One of the greatest things about technology is its well-roundedness. You can literally put it to any use, and chances are you will be enhancing the quality of that operation. This lack of rigidity has helped us in tinkering with different usage patterns, giving us an informative base to zero upon the most suitable one for every situation. Furthermore, technology’s openness to areas of different nature also provides us with a fair shot at avoiding that disjointed scenario where few elements are miles ahead of the others. Instead, we are encouraged to aim for a more collective and sustainable growth. There are plenty of examples where this feature alone has proven to be more decisive than all the other factors. One of those examples resides within the medical field. We might have kickstarted the healthcare evolution by introducing tech devices in a more methodical manner, but fortunately, we were soon able to compliment those devices with advancements in other areas too. The result is, of course, a sector that doesn’t shy from any medical complication, regardless of how head-scratching it promises to be. Even though the leaps we are making on, more or less, daily basis are hugely instrumental in their own way, there is one aspect which we fail to recognize time and again, and that aspect is digitization of health records. Now, the devices that actually treat patients are certainly more important, but the difference that digital health records make is a sizeable one too. Not having to bother about taking care of physical files has resulted in significant improvements for patient’s overall experience. Nevertheless, there are still some wrinkles that must be ironed out, and a recent acquisition indicates that the work has already started to ensure the same.

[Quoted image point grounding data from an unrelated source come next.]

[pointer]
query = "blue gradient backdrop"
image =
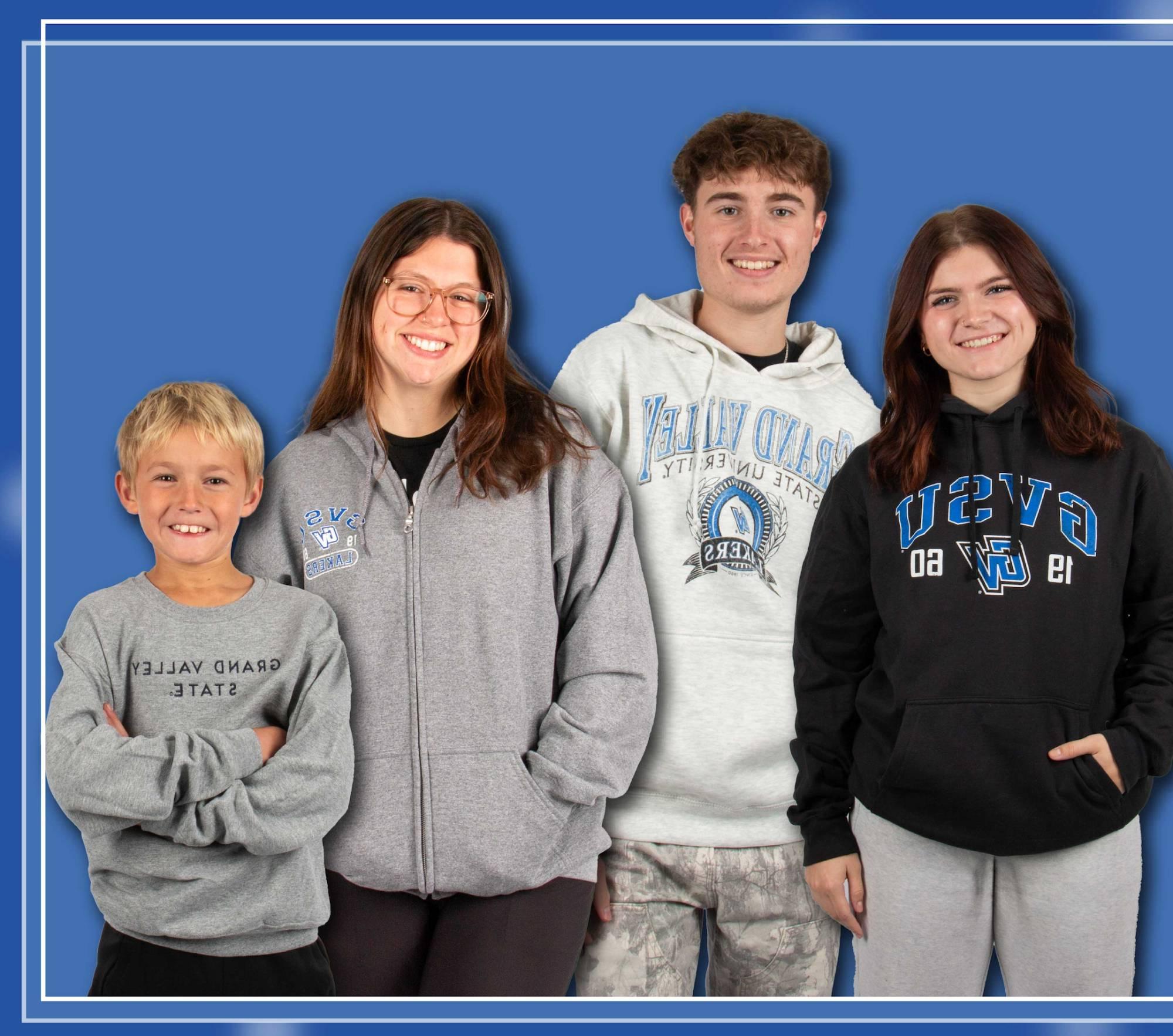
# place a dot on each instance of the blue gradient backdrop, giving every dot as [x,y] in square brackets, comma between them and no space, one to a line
[205,206]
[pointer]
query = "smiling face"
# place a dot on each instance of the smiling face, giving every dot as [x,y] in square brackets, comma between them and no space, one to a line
[754,238]
[425,353]
[191,498]
[977,327]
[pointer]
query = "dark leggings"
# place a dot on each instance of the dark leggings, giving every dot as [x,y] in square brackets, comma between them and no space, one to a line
[132,967]
[395,944]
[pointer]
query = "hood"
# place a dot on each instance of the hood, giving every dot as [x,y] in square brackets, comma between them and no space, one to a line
[672,320]
[1012,412]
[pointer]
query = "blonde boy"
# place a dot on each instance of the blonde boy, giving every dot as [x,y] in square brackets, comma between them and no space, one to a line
[200,737]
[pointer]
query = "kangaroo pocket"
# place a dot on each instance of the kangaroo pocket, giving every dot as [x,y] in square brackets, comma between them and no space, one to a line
[375,845]
[977,775]
[493,829]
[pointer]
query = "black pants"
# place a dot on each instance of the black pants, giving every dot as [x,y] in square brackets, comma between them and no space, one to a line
[395,944]
[131,967]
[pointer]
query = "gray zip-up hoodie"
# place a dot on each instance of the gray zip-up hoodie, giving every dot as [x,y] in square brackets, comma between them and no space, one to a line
[727,468]
[503,655]
[193,844]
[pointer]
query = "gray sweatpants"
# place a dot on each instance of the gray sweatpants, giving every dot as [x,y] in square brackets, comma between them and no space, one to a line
[1064,923]
[767,936]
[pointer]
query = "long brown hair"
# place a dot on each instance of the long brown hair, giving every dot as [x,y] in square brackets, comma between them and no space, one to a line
[1072,407]
[512,431]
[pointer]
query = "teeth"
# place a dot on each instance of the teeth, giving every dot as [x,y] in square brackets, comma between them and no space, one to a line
[426,344]
[978,343]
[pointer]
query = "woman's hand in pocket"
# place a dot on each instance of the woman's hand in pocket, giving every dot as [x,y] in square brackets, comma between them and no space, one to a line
[826,881]
[1095,746]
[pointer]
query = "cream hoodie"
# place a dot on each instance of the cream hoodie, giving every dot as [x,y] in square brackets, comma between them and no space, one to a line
[727,469]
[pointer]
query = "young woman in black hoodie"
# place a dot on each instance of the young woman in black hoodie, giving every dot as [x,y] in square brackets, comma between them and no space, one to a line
[985,644]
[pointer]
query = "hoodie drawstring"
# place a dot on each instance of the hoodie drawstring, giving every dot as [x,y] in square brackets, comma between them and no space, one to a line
[1016,500]
[971,464]
[368,497]
[702,426]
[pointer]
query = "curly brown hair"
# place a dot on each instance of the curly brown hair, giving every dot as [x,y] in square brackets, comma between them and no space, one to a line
[749,140]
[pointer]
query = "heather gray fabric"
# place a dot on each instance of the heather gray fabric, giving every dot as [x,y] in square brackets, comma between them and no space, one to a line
[1064,924]
[767,936]
[193,844]
[503,656]
[727,468]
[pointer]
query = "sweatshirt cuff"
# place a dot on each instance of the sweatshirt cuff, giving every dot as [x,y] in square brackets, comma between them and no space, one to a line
[1129,755]
[828,839]
[554,784]
[243,753]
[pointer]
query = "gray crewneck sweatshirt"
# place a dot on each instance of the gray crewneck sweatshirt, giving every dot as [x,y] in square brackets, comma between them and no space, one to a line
[503,652]
[193,844]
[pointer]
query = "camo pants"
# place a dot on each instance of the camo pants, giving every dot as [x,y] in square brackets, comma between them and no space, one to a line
[767,936]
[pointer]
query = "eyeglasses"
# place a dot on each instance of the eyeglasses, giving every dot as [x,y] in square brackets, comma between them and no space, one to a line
[410,299]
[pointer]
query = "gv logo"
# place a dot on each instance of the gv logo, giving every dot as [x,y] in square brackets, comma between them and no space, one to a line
[327,538]
[996,566]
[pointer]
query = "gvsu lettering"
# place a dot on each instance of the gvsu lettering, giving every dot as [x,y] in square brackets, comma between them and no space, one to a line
[918,512]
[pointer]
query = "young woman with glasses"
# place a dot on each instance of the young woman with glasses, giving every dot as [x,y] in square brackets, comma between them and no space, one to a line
[479,554]
[985,645]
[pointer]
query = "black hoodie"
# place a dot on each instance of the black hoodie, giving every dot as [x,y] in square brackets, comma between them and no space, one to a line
[947,640]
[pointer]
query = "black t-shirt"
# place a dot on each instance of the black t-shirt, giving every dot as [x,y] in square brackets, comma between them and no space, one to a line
[762,363]
[411,456]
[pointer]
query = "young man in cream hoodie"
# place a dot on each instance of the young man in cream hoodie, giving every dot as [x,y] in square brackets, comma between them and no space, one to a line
[728,424]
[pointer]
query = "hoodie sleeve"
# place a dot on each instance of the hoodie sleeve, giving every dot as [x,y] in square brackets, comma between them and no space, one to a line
[269,543]
[301,794]
[594,735]
[105,782]
[573,387]
[836,629]
[1141,735]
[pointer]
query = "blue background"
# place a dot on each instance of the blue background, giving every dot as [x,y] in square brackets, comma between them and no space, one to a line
[206,204]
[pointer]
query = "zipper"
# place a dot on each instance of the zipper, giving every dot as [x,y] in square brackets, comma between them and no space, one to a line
[409,531]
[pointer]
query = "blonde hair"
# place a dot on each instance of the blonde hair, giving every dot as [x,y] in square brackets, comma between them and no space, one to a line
[205,408]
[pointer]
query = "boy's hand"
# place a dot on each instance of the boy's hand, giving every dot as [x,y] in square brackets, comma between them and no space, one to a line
[602,899]
[112,719]
[272,739]
[826,882]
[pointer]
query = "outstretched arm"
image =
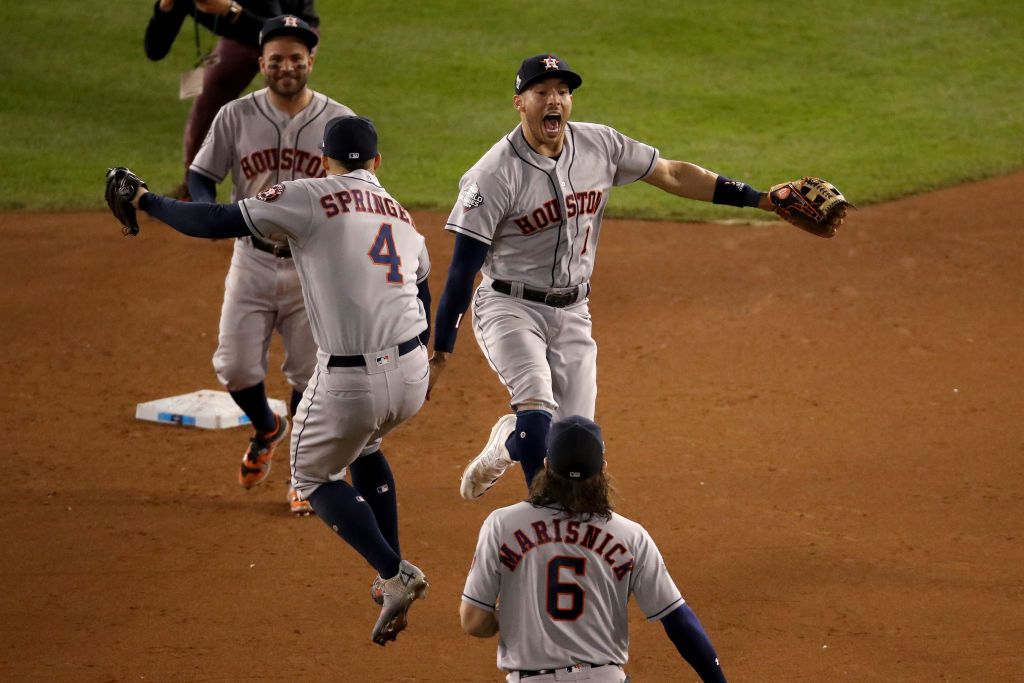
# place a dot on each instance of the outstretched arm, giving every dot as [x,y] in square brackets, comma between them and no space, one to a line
[477,623]
[688,636]
[197,219]
[467,259]
[689,180]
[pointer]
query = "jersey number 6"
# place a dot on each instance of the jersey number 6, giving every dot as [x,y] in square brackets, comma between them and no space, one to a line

Invitae, a genetic testing company, has made its bid towards enhancing the role of health records by acquiring Citizen in a deal worth $325 million. Citizen is built on patients’ HIPAA right to gather all of their records, but that’s not the only thing it does. Citizen allows you to easily organize the reports that have long been criticized for being unstructured. Invitae plans on using Citizen’s attributes to create a space that allows the user to find value in their clinical and genomic data, as the need of having it in one place and organized in a intelligible manner is finally satisfied.
“We believe that the combination of genetic and clinical data, housed in an easy-to-use digital wallet, will enable better healthcare outcomes, provide important data for bio-pharma customers and researchers, and fuel new innovation that can then be patient matched,” said Anil Sethi, the founder of Citizen.
Despite the fact that it’s a historic deal by all means, Invitae will be looking at it as just a step towards their ultimate goal. The company has made a slew of similar acquisitions in a hope to merge all these platforms to create a personalized data center that is more expansive and user-friendly in its services.